6 years ago, a young Dutchman with heaps of potential and ability secured a dream move from hometown club Feyenoord to Real Madrid. Such was his talent, he commanded a £12m fee. I say he secured fairly confidently; Feyenoord didn’t want to let him go, and Drenthe threatened legal action if the door to Spain was shut in his face.
That string of words safely summarises Drenthe as a player and a person: he can play, but he has a temper with a fuse not too long.
To put it bluntly, Drenthe has the ability to tear the Championship apart. I mean that. We’ve seen it from his time spent on loan at Everton, his ability to create as well as score is undoubted, where he scored 4 and assisted 8. Had he not reported late for training in March 2012 and had his season cut short, he would have been one of Everton’s best and most consistent performers.
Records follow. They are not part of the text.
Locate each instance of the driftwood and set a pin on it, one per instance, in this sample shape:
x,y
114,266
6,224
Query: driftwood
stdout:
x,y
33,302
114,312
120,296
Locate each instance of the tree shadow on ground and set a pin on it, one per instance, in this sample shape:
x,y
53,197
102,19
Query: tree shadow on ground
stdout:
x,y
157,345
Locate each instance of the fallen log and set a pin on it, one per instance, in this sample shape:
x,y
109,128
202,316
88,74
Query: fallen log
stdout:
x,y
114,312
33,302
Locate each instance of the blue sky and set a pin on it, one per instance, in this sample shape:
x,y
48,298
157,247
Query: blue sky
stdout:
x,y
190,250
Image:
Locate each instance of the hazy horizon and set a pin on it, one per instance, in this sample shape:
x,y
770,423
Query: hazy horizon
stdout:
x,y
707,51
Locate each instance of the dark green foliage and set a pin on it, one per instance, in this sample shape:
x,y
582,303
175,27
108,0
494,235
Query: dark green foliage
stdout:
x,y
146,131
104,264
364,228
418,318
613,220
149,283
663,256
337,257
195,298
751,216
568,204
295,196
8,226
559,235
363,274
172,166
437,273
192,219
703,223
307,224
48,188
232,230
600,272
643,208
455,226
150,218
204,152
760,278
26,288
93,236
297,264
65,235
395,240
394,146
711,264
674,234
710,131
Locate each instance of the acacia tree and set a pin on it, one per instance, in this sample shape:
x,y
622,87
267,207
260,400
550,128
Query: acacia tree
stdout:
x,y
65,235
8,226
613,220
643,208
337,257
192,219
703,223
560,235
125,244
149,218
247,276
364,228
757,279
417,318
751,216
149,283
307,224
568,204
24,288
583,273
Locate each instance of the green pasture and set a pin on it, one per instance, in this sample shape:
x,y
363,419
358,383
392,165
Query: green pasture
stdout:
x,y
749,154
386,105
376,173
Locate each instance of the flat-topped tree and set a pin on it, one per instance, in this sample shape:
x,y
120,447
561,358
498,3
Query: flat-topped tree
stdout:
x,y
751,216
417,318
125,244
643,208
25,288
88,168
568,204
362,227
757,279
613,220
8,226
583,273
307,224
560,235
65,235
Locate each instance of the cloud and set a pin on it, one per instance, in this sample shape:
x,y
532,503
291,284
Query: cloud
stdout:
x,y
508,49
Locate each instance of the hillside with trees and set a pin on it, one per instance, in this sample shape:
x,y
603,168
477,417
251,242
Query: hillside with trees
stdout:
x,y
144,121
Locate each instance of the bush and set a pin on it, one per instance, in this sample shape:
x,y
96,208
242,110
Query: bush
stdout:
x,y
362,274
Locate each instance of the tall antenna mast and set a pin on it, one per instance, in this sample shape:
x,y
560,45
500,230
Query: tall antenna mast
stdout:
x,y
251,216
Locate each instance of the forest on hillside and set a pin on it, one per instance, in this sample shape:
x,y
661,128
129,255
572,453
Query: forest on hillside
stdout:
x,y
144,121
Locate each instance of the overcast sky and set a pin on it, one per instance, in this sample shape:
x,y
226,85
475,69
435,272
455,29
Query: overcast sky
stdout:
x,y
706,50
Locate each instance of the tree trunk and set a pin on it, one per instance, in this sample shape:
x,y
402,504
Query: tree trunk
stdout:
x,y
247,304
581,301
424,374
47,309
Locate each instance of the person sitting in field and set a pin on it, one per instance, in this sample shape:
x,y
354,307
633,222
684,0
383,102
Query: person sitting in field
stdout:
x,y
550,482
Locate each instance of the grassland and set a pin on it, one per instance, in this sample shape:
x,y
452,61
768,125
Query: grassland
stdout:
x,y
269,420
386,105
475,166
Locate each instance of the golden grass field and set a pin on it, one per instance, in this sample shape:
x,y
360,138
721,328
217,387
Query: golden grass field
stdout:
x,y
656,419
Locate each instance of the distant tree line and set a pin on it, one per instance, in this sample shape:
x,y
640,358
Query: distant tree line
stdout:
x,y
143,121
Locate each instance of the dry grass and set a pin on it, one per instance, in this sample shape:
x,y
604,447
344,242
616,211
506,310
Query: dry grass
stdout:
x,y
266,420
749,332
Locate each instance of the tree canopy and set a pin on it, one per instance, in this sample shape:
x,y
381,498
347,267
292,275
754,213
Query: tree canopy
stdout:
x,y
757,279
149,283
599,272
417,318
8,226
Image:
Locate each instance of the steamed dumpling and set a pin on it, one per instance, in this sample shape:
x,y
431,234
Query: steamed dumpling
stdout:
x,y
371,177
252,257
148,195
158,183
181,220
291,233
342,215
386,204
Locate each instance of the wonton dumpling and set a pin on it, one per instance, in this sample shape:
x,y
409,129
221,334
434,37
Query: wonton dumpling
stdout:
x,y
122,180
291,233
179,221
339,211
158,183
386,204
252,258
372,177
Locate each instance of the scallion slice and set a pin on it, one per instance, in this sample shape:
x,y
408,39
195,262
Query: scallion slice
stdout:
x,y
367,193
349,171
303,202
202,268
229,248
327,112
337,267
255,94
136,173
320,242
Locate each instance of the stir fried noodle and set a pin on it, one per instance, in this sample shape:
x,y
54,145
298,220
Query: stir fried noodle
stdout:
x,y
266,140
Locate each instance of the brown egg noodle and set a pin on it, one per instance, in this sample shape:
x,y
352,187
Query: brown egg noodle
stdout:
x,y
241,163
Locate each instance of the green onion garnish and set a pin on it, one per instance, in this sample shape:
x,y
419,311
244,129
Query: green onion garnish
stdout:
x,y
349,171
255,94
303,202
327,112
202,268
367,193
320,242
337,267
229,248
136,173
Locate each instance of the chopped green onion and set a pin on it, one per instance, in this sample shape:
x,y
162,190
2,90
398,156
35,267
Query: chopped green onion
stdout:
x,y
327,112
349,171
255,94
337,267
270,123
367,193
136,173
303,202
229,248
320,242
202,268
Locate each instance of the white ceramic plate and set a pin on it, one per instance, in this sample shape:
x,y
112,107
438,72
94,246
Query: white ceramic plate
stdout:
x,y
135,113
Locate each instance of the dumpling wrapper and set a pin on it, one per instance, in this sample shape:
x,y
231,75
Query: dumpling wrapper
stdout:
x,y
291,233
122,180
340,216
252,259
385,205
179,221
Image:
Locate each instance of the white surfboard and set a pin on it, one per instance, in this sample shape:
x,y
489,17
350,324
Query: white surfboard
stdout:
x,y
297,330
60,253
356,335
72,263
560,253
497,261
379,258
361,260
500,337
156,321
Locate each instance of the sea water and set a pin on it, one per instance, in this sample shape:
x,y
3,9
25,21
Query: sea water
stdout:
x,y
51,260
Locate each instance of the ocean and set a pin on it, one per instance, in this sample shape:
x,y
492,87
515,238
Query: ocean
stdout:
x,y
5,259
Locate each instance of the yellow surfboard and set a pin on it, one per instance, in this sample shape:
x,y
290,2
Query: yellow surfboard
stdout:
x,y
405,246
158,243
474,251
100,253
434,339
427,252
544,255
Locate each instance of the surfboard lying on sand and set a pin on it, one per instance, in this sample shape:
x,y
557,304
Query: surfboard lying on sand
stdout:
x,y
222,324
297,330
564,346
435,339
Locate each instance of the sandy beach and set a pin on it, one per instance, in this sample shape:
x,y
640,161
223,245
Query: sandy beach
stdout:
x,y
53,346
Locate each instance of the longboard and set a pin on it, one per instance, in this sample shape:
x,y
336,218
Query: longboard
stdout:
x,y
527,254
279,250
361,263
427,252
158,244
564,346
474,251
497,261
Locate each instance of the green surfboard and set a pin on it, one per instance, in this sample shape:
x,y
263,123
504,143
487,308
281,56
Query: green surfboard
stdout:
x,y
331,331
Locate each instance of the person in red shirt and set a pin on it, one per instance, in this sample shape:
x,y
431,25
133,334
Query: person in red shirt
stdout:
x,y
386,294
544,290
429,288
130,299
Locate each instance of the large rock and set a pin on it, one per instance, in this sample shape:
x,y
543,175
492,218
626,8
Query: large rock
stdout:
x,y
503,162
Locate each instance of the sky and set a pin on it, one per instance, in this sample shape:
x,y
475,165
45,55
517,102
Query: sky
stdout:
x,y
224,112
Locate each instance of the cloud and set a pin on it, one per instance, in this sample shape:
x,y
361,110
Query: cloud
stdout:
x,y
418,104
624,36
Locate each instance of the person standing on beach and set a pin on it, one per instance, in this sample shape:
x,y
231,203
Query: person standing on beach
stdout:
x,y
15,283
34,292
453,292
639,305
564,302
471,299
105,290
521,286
But that’s the issue: he reported late for training. Under David Moyes. It something you just simply do not do. He didn’t play another game all season. And that isn’t the only time he’s had run-ins with management. When he was on loan at Herucles, he more or less put himself out of squad contention after claiming the management wasn’t up to scratch. Sometimes, as a player, especially one who is very very expendable like Drenthe was, it’s best just to play your game, know your role, and shut your mouth. And yet he couldn’t. While at Real Madrid, he suffered from anxiety issues caused by criticism from the crowd, and he reacted very poorly, requesting the next few games off. Hardly the most professional response.
Drenthe’s strong yet strangely fragile personality is an obstacle Nigel Adkins must overcome if he is to get the best out of him. We all know he has the ability, and is a missing link most Championship clubs can only dream of having in their midfield. Reading, while gutsy and spirited, lack quality, especially at centre back and creatively in midfield: Drenthe addressed the creativity problem. Adkins and co must be careful with him though or risk setting him off. Look at a player like Mario Balotelli; he couldn’t keep his name out of the papers at City, now he’s a much more subdued character at Milan.
It’s going to be very interesting from a fan’s perspective to see how Drenthe’s stay at Reading pans out. Will he slide right into the squad and settle? Will he be the sharp blade that provides Reading’s cutting edge? Or will he polarise opinion, spout criticism of his colleagues, and unsettle the dressing room that Reading have spent so long bringing together? Only time will tell.